I said "evidence". I didn't say "Warren Commission evidence". The House Select Committee on Assassinations did a remarkably thorough job of gathering and interpreting evidence as well. Do you know what they found? Oswald fired 3 shots from the TSBD, one of which missed and one of which was the head shot. The other caused all the other wounds.
You want to just wave away the evidence that says Oswald did it so you say the WC evidence is "questionable". Is it? Why? Because you say so? Because you don't like it? Sorry, you don't get to do that up front. You have to produce other evidence to support your theories. You don't even know what the WC says, yet you are sure it's "questionable". I think we can all see what kind "logic" that is.
The Findings:
The committee found that, to be precise and loyal to the facts it established, it was compelled to find that President Kennedy was probably killed as a result of a conspiracy. The committee's finding that President Kennedy was probably assassinated as a result of a conspiracy was premised on four factors:
1) Since the Warren Commission's and FBI's investigation into the possibility of a conspiracy was seriously flawed, their failure to develop evidence of a conspiracy could not be given independent weight.

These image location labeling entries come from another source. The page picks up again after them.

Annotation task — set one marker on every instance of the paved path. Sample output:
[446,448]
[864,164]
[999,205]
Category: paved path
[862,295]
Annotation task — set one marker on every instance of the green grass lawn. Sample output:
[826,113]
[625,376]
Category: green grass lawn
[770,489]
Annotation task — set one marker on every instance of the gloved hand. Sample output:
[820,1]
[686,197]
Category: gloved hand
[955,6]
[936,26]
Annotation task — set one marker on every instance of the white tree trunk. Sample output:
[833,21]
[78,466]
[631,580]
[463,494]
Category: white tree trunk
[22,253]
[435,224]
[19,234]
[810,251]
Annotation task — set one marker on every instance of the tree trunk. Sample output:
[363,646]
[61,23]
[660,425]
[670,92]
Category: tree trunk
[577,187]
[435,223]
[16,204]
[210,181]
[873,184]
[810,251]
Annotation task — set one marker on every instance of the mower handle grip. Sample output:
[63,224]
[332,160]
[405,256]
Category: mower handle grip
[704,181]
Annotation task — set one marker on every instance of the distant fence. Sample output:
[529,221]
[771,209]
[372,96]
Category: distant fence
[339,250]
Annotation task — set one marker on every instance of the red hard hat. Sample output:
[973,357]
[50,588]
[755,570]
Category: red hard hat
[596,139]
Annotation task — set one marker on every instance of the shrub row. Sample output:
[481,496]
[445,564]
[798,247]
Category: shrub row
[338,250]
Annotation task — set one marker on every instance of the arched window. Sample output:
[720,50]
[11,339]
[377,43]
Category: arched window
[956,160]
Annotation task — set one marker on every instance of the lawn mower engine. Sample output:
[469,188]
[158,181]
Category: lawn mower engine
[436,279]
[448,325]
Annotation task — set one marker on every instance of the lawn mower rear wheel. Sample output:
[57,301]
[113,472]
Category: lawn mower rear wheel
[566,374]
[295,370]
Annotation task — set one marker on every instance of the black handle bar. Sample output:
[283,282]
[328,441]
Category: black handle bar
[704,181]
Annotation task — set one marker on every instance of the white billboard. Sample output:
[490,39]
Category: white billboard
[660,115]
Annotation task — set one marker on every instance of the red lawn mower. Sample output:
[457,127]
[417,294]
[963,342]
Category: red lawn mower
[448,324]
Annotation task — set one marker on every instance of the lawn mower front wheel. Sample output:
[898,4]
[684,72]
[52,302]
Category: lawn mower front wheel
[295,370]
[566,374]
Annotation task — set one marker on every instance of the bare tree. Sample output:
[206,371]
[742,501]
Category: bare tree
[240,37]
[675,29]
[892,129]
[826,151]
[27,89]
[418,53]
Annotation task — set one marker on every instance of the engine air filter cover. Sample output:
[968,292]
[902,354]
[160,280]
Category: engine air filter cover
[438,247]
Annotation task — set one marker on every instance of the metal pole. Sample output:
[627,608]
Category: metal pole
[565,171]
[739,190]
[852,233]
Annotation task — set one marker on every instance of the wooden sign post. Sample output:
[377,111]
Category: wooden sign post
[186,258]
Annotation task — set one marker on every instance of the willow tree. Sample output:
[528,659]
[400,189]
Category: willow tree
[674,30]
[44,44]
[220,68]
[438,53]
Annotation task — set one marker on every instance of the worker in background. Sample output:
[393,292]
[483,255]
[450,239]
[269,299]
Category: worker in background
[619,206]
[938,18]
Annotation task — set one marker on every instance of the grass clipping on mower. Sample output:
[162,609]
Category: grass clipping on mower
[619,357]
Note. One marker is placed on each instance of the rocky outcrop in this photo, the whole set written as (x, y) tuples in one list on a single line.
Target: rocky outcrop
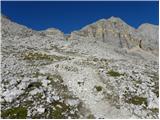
[(105, 70)]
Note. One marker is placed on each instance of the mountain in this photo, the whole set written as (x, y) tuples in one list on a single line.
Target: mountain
[(107, 69)]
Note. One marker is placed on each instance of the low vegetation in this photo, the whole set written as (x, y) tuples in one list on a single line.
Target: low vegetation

2) The Warren Commission was, in fact, incorrect in concluding that Oswald and Ruby had no significant associations, and therefore its finding of no conspiracy was not reliable.
3) While it cannot be inferred from the significant associations of Oswald and Ruby that any of the major groups examined by the committee were involved in the assassination, a more limited conspiracy could not be ruled out.
4) There was a high probability that a second gunman, in fact, fired at the President. At the same time, the committee candidly stated, in expressing its finding of conspiracy in the Kennedy assassination, that it was "unable to identify the other gunman or the extent of the conspiracy."